Computers accept human input in various ways. One of the most common input devices is the keyboard. Additional types of input mechanisms include mice and other pointing devices. Although useful for many purposes, keyboards and mice (as well as other pointing devices) sometimes lack flexibility. For these and other reasons, various alternative forms of input have been (and continue to be) developed. For example, electronic tablets or other types of electronic writing devices permit a user to provide input in a manner very similar to conventional writing. These devices typically include a stylus with which a user can write upon a display screen. A digitizer nested within the display converts movement of the stylus across the display into an “electronic ink” representation of the user's writing. The electronic ink is stored as coordinate values for a collection of points along the hne(s) drawn by the user. Speech is another alternative input form. Typically, the user speaks into a microphone, and the user's speech is digitized and recorded.
Before the information conveyed by speech or ink can be usefully manipulated by a computer, the speech or ink must usually undergo recognition processing. In other words, the graphical forms (ink) or sounds (speech) created by the user are analyzed by various algorithms to determine what characters (e.g., letters, numbers, symbols, etc.) or words the user intended to convey. Typically, the ink or speech is converted to Unicode, ASCII or other code values for what the user has recorded.
Various systems have been developed to recognize handwriting and speech input. In many cases, recognition algorithms involve isolating individual features of ink or speech input. These features are then compared to previously-generated prototype features. In particular, numerous samples of ink or speech are initially collected and used to create a database of prototype features against which an unknown ink or speech sample is compared. Based on the degree of similarity (or dissimilarity) between an input sample and one or more prototype features, one or more recognition results are generated for a particular user input.
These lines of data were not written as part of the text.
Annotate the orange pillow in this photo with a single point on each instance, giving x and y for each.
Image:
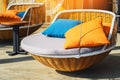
(88, 34)
(106, 28)
(12, 11)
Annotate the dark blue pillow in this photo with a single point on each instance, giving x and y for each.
(20, 14)
(59, 27)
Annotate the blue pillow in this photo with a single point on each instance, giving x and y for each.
(59, 27)
(20, 14)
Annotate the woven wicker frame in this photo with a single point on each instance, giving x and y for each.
(74, 64)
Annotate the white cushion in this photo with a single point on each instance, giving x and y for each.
(43, 45)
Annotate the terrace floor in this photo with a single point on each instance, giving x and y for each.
(24, 67)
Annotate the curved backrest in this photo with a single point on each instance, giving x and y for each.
(85, 15)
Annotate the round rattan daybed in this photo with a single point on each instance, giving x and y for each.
(50, 52)
(34, 14)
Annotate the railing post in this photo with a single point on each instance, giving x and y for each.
(5, 3)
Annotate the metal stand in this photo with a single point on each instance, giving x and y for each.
(16, 43)
(118, 15)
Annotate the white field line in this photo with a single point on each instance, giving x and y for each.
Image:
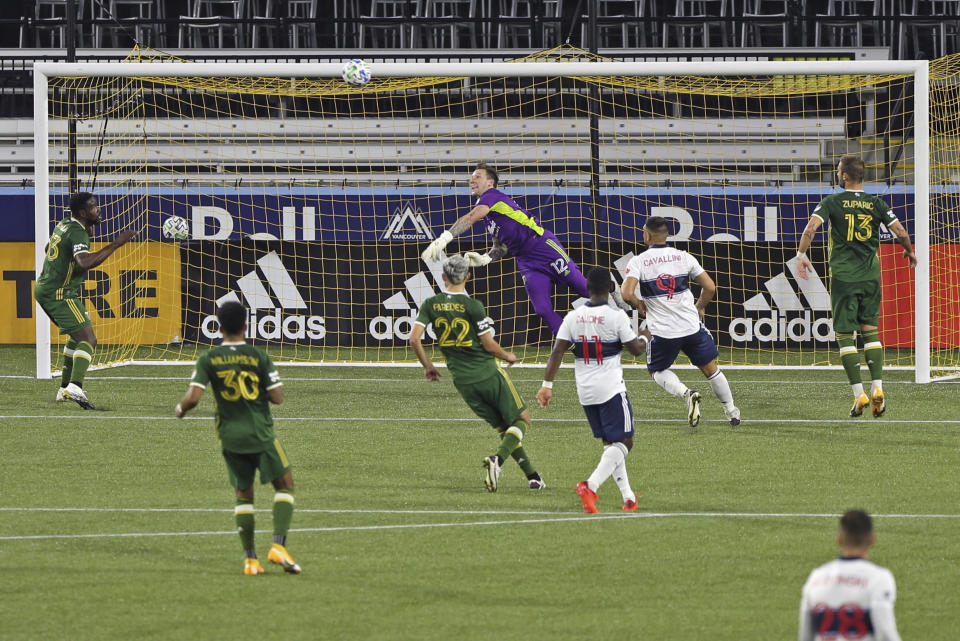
(409, 526)
(101, 416)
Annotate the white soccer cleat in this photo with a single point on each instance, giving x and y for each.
(75, 393)
(733, 415)
(693, 407)
(491, 472)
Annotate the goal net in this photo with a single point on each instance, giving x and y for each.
(310, 201)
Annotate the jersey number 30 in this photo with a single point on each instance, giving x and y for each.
(246, 384)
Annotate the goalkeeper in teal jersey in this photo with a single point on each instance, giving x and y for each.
(465, 336)
(68, 257)
(245, 382)
(854, 219)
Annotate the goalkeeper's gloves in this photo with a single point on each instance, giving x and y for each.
(477, 260)
(434, 250)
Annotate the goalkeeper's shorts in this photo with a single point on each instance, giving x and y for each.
(494, 399)
(854, 304)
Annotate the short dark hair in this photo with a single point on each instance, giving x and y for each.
(232, 316)
(79, 201)
(853, 166)
(856, 527)
(657, 225)
(490, 171)
(599, 280)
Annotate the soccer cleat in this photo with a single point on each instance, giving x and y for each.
(252, 566)
(588, 496)
(279, 555)
(859, 404)
(733, 415)
(75, 393)
(879, 404)
(693, 407)
(491, 472)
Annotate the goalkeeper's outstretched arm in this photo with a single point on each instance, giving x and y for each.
(434, 250)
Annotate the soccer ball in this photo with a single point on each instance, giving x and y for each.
(355, 73)
(175, 228)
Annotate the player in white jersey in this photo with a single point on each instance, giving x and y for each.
(675, 321)
(598, 334)
(850, 597)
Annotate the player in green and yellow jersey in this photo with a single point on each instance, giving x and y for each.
(245, 382)
(854, 219)
(59, 284)
(465, 337)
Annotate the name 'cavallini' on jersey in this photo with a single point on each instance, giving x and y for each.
(853, 236)
(458, 322)
(241, 376)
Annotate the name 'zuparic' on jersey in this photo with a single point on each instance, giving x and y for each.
(853, 237)
(663, 276)
(849, 598)
(598, 333)
(241, 376)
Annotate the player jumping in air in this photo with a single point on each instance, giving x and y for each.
(663, 274)
(465, 336)
(541, 259)
(854, 236)
(245, 382)
(598, 334)
(58, 289)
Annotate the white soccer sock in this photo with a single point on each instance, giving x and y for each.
(620, 476)
(612, 457)
(669, 381)
(720, 387)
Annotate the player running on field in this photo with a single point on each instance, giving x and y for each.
(245, 382)
(854, 236)
(541, 259)
(850, 597)
(598, 334)
(465, 336)
(658, 284)
(67, 260)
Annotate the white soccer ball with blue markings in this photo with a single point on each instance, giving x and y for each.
(356, 73)
(175, 228)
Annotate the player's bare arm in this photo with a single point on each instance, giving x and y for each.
(545, 393)
(416, 344)
(88, 260)
(804, 266)
(190, 400)
(493, 347)
(707, 292)
(904, 239)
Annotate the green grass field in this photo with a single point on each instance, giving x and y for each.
(118, 524)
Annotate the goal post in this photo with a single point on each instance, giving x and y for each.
(310, 200)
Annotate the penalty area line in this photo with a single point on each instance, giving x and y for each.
(414, 526)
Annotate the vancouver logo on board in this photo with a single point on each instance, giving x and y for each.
(407, 223)
(269, 315)
(788, 319)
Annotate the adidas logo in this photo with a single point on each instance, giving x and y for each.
(783, 322)
(418, 287)
(275, 323)
(401, 218)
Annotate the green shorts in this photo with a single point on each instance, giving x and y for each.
(272, 463)
(854, 304)
(494, 399)
(69, 314)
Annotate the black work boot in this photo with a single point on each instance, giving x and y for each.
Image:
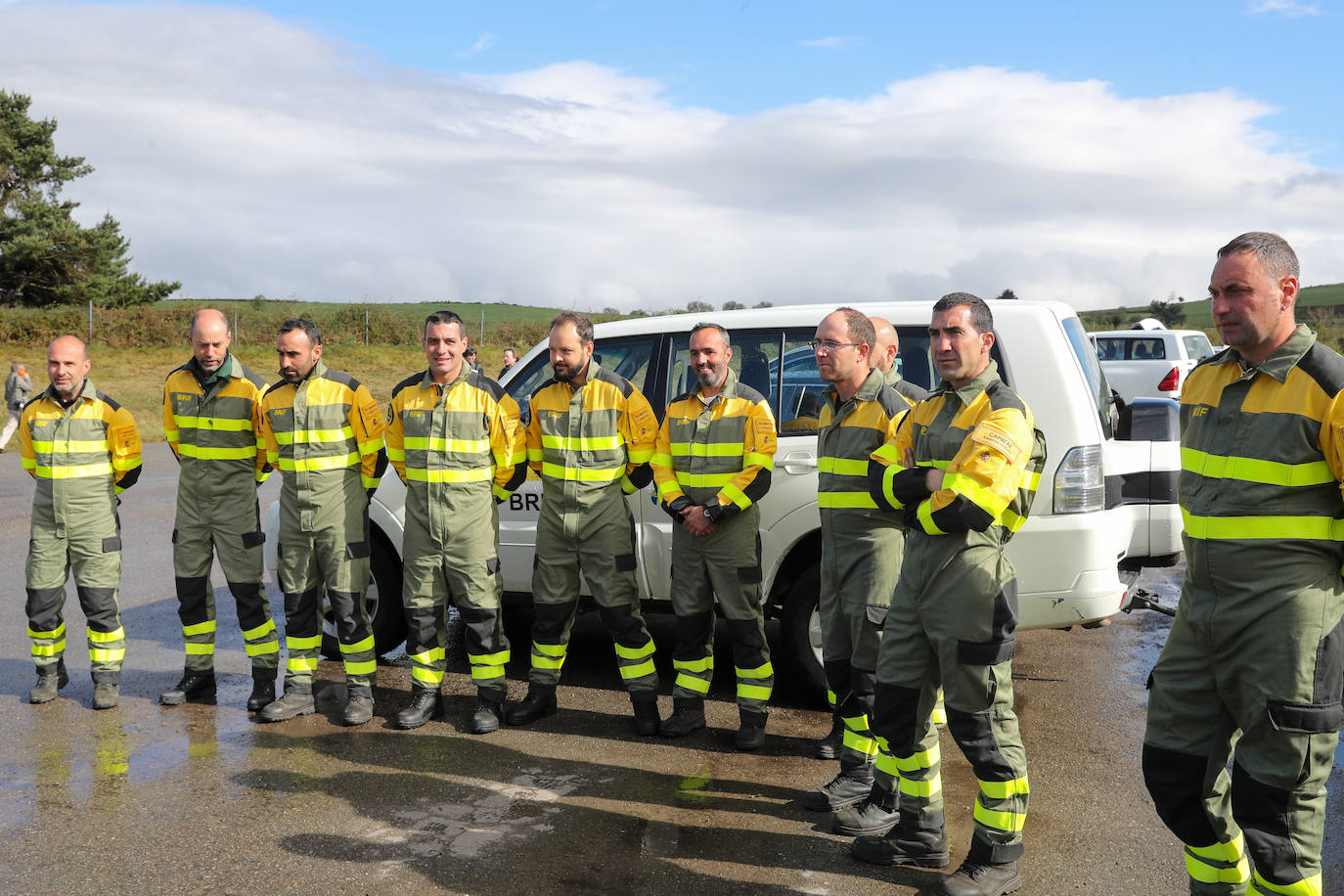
(751, 731)
(538, 704)
(875, 816)
(978, 878)
(920, 842)
(197, 684)
(359, 705)
(263, 690)
(50, 680)
(297, 701)
(647, 719)
(829, 747)
(687, 716)
(425, 704)
(848, 787)
(487, 716)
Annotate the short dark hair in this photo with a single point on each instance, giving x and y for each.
(582, 326)
(861, 328)
(980, 315)
(309, 328)
(728, 342)
(445, 316)
(1275, 254)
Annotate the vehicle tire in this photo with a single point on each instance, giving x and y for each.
(800, 630)
(383, 600)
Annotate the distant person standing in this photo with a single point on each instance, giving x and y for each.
(17, 391)
(83, 450)
(510, 360)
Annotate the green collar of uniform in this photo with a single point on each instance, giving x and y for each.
(1283, 357)
(974, 387)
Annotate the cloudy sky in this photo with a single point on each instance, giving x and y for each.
(636, 155)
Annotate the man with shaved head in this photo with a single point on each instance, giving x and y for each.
(83, 450)
(212, 422)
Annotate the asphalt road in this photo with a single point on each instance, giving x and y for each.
(201, 799)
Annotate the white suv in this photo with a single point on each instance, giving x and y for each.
(1105, 506)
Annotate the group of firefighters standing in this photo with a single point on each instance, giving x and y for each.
(918, 495)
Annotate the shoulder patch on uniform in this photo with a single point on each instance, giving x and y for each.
(1325, 367)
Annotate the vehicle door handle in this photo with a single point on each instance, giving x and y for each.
(798, 463)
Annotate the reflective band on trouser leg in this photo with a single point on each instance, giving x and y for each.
(1219, 864)
(693, 677)
(488, 672)
(360, 661)
(427, 668)
(1312, 885)
(1002, 806)
(754, 687)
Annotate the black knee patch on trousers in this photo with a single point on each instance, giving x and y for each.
(549, 621)
(895, 716)
(1262, 813)
(693, 633)
(974, 734)
(1176, 784)
(624, 625)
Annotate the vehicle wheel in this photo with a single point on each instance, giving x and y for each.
(800, 629)
(383, 600)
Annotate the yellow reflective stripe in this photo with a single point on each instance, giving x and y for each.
(1249, 469)
(635, 653)
(1320, 528)
(581, 442)
(365, 644)
(1007, 821)
(434, 443)
(841, 467)
(216, 453)
(419, 474)
(234, 425)
(1305, 887)
(265, 628)
(1005, 788)
(290, 465)
(691, 683)
(847, 500)
(558, 471)
(75, 471)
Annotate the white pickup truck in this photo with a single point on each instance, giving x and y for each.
(1105, 507)
(1149, 363)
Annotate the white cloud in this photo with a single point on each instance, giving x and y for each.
(1289, 8)
(246, 156)
(830, 43)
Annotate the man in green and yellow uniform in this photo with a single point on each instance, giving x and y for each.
(712, 465)
(590, 435)
(212, 422)
(324, 432)
(1253, 669)
(83, 450)
(460, 450)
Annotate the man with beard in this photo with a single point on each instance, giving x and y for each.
(212, 422)
(590, 435)
(712, 465)
(83, 450)
(324, 432)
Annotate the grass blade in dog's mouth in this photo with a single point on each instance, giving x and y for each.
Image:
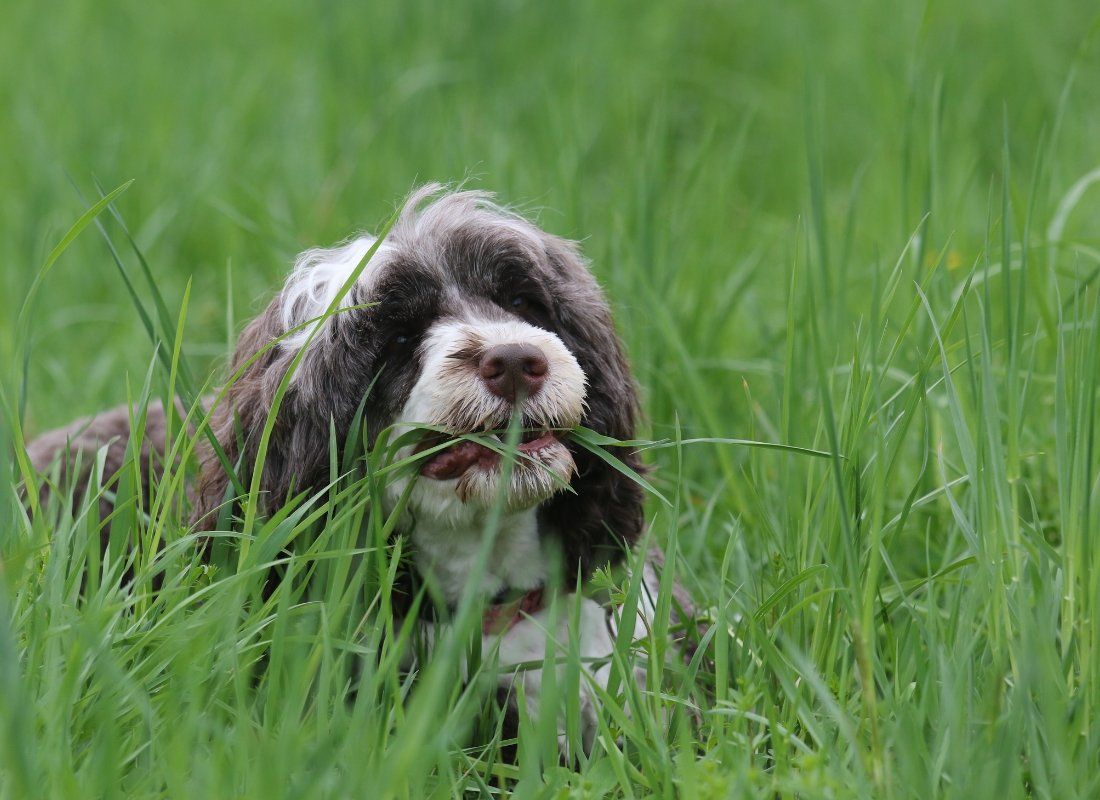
(454, 460)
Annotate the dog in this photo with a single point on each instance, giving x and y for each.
(465, 316)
Accuracy, or the closeness of a recognition result to what the user intended to convey, is an important criterion by which recognition systems are evaluated. For obvious reasons, a recognition engine must be reasonably accurate in order to be useful. However, “accuracy” is not easily defined or quantified. For example, a recognizer may work quite well in circumstance A, but not work well in circumstance B. Depending on what circumstances A and B are, this may or may not be significant. If a recognizer works well in circumstances that are very important to the end user, and only works poorly in circumstances that are of little consequence, the overall accuracy of the recognizer might be considered good. Conversely, a recognizer that provides highly accurate results in obscure circumstances but does not work well in more important circumstances might be considered inaccurate overall.
Accordingly, there remains a need for systems and methods of modeling the accuracy of signal processing engines used for, e.g., recognition of speech, handwriting and other complex forms of input.